Representative of the Other Side
For the other side, I picked Lyle McDonald because he has written on the subject in a thoughtful manner. From (Insulin Sensitivity and Fat Loss, September 5, 2008):
- Protein is a given with any diet (LM recommends 1-1.5 g per lb of Lean Body Mass for bodybuilders).
- Some people do well on LCHF and others do well on LFHC diets. There may be genetic differences between people which dictates which diet works better for which person.
- A link between diet effectiveness and both insulin sensitivity and insulin secretion after a meal has been proposed.
- Insulin is a storage hormone released in response to eating with carbohydrates having the largest impact on insulin secretion, protein having the second greatest and fat having little to no impact on insulin secretion.

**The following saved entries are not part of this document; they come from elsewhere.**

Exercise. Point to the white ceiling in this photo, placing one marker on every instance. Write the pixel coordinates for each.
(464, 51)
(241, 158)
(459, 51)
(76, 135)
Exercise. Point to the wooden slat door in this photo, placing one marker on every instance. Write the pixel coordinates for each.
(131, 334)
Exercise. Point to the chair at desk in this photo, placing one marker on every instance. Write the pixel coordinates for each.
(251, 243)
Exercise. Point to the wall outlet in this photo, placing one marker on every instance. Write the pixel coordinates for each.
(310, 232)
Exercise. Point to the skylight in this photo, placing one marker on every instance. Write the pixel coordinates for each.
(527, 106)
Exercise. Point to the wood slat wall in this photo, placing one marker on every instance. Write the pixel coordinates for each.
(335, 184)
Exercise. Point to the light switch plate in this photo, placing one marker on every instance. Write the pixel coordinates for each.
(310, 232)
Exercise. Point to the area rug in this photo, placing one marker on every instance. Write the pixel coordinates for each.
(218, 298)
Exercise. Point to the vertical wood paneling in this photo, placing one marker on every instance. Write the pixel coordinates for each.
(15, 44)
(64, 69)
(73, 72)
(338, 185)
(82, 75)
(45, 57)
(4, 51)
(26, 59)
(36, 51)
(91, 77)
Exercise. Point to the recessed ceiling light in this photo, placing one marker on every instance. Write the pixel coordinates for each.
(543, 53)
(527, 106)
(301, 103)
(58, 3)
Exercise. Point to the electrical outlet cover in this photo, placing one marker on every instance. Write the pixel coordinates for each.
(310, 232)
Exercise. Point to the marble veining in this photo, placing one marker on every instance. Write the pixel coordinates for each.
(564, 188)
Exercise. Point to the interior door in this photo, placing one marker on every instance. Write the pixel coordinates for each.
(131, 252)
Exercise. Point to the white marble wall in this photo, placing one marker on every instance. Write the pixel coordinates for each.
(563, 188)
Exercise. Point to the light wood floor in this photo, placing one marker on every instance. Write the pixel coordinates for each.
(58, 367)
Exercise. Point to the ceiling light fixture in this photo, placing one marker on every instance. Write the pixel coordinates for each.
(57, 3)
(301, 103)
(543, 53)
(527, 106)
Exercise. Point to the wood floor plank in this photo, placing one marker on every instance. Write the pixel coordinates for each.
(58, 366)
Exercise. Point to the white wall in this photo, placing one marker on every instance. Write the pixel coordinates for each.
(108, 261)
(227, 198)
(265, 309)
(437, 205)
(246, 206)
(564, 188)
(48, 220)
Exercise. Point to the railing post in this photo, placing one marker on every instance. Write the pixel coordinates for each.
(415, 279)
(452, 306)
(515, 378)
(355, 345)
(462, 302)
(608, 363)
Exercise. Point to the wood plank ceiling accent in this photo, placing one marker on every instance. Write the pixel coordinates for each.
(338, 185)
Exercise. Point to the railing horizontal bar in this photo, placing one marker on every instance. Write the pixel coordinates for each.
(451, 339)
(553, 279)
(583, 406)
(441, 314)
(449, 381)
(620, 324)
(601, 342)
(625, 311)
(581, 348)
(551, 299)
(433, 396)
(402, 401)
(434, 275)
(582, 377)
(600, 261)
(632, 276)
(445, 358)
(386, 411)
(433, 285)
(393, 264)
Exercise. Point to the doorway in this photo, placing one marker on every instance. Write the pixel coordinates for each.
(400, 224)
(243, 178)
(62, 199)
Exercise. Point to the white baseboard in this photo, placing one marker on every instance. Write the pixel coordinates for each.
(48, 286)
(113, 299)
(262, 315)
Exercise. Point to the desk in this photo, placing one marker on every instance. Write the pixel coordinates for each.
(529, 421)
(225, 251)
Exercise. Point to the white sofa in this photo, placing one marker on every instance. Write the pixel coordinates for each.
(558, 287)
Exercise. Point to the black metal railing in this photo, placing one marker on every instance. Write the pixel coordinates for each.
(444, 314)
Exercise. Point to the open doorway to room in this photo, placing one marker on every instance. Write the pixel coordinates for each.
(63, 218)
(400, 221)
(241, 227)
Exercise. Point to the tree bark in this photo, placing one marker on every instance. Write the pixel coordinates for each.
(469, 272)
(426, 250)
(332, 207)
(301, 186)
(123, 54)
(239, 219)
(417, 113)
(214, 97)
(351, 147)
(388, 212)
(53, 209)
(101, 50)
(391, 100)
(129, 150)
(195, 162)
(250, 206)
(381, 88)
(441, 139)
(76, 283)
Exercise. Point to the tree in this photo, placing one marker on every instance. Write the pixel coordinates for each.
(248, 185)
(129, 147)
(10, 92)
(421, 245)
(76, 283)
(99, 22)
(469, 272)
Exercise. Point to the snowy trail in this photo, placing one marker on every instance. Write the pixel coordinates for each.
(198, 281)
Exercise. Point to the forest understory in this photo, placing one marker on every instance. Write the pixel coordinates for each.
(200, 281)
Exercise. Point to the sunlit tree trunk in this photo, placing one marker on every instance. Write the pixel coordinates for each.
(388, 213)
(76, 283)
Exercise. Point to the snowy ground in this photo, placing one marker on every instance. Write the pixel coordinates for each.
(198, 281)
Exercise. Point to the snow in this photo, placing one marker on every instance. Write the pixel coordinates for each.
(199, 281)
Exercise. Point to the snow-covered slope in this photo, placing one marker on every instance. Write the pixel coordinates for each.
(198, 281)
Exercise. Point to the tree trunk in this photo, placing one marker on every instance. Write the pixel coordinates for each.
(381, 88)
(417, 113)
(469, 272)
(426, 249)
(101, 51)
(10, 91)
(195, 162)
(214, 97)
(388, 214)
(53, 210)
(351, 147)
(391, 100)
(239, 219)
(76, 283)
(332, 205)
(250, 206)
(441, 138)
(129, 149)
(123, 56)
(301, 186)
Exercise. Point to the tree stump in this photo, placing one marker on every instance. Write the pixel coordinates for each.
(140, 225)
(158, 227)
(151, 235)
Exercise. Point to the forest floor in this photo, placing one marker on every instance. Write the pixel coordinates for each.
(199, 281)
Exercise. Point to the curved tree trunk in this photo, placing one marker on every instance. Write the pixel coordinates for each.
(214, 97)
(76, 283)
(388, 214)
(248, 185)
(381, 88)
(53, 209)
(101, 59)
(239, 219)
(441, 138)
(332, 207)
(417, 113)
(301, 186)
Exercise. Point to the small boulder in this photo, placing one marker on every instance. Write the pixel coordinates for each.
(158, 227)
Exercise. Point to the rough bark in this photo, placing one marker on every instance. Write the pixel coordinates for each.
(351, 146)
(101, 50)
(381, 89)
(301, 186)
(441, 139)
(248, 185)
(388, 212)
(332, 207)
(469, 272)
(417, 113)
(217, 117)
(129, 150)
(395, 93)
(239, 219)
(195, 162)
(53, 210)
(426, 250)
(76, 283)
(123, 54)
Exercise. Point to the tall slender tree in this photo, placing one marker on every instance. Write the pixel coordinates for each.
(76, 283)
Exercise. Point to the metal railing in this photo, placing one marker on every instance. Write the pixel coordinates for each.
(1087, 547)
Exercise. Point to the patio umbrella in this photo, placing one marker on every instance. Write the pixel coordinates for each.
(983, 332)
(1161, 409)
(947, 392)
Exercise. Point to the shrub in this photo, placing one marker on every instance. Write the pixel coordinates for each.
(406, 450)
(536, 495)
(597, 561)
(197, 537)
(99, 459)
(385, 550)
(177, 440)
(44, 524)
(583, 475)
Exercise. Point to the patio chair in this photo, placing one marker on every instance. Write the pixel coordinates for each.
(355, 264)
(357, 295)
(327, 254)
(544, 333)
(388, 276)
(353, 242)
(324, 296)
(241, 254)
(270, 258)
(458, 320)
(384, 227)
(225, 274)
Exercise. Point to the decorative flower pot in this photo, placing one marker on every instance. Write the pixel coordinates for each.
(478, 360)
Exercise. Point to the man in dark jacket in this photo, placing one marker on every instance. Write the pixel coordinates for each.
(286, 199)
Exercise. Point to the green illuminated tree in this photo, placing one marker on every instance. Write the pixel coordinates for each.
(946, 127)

- Insulin sensitivity refers to how well or poorly the body responds to the hormone insulin. Individuals who are insulin resistant tend to have higher baseline insulin levels because the body is releasing more in response to try and overcome the resistance.

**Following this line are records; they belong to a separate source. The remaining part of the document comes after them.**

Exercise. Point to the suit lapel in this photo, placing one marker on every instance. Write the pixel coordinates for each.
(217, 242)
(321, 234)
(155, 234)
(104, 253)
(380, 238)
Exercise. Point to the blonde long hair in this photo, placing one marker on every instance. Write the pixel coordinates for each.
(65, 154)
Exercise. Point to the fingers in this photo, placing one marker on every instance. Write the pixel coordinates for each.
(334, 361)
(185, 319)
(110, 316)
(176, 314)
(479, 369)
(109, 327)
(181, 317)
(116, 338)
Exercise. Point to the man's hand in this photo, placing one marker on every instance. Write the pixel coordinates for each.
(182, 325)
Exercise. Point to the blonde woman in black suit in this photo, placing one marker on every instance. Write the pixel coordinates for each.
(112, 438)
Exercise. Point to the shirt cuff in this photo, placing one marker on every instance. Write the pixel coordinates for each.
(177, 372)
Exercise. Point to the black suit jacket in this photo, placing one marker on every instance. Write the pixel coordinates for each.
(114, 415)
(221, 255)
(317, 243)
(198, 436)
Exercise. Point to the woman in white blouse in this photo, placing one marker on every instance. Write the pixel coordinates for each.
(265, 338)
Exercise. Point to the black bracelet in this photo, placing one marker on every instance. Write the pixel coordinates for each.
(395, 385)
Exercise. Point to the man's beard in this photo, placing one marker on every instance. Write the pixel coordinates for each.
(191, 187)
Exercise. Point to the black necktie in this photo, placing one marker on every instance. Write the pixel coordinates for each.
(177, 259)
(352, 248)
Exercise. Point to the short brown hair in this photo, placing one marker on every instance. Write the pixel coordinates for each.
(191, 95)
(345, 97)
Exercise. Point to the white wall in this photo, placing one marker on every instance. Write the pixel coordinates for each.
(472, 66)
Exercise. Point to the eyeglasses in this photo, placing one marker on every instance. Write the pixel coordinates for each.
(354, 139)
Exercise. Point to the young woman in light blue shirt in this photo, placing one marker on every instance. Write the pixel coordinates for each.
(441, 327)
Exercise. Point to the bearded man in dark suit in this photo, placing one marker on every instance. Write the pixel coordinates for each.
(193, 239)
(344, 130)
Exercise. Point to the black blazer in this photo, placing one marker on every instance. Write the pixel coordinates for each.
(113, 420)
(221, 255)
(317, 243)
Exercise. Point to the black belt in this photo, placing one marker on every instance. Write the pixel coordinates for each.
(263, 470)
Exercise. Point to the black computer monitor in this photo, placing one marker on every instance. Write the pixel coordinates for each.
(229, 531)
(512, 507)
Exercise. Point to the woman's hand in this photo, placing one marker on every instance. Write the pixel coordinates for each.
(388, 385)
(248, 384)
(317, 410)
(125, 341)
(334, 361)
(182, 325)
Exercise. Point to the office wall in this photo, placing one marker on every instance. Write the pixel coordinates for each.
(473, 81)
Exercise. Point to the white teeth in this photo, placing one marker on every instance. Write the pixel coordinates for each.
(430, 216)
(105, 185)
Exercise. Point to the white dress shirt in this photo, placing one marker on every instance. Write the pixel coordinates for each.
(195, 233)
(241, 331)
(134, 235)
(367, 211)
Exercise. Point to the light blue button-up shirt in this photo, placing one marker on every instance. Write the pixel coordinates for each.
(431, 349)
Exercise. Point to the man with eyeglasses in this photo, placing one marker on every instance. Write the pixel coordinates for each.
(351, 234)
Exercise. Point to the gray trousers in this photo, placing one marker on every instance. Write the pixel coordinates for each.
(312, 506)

- Some research suggests that a tendency to release too much insulin in response to feeding may predispose people towards weight/fat gain.
- High insulin secretion tends to make people eat more.
- Studies of diabetics find that decreasing insulin secretion with drugs tends to cause a spontaneously lower food intake.
All of those points are very helpful insights but honestly it is difficult to distinguish between Lyle’s position and Fung’s position from that article. Lyle’s position is that the right diet will result in calorie restriction and that caloric restriction will result in weight loss. Whether eating Low Carb lowers Insulin levels leads to weight loss (Fung) or eating Low Carb results in eating less resulting in weight loss (Lyle) is a difference that makes little difference in practice. And, it could be a combination of both.
From a later Lyle article (Insulin Resistance and Fat Loss, August 12, 2015):
- [The] analogy for how hormones work is the lock and key analogy…. insulin has an insulin receptor. When insulin binds to that receptor, stuff happens … And that insulin receptor is found all over the body, in the brain, in skeletal muscle, in the liver, and in fat cells.
- Think of insulin as a storage hormone. Released in response to eating carbohydrate and protein (but not in response to fat, which can impact on insulin resistance in other ways) insulin puts the body in an energy storage mode.
- In skeletal muscle, insulin stimulates the storage and/or burning of carbohydrate for fuel. In the liver, it shuts down glucose production. In fat cells, it both stimulates the storage of calories and inhibits the release of fat (it inhibits lipolysis).
- When a fat cell becomes insulin resistant, that means that insulin not only doesn’t store calories but that insulin can’t inhibit fatty acid release as well.
- Chronic elevation of a hormone tends to cause receptor resistance itself. So it becomes a bit of a vicious circle.
From (Endocr Pract. 2010 Jan-Feb;16(1). Identifying prediabetes using fasting insulin levels. Johnson JL, Duick DS, Chui MA, Aldasouqi SA.):
Further analysis using the area under the curve revealed that at a fasting insulin level > 9.0 microIU/mL, prediabetes would be correctly identified in 80% of affected patients.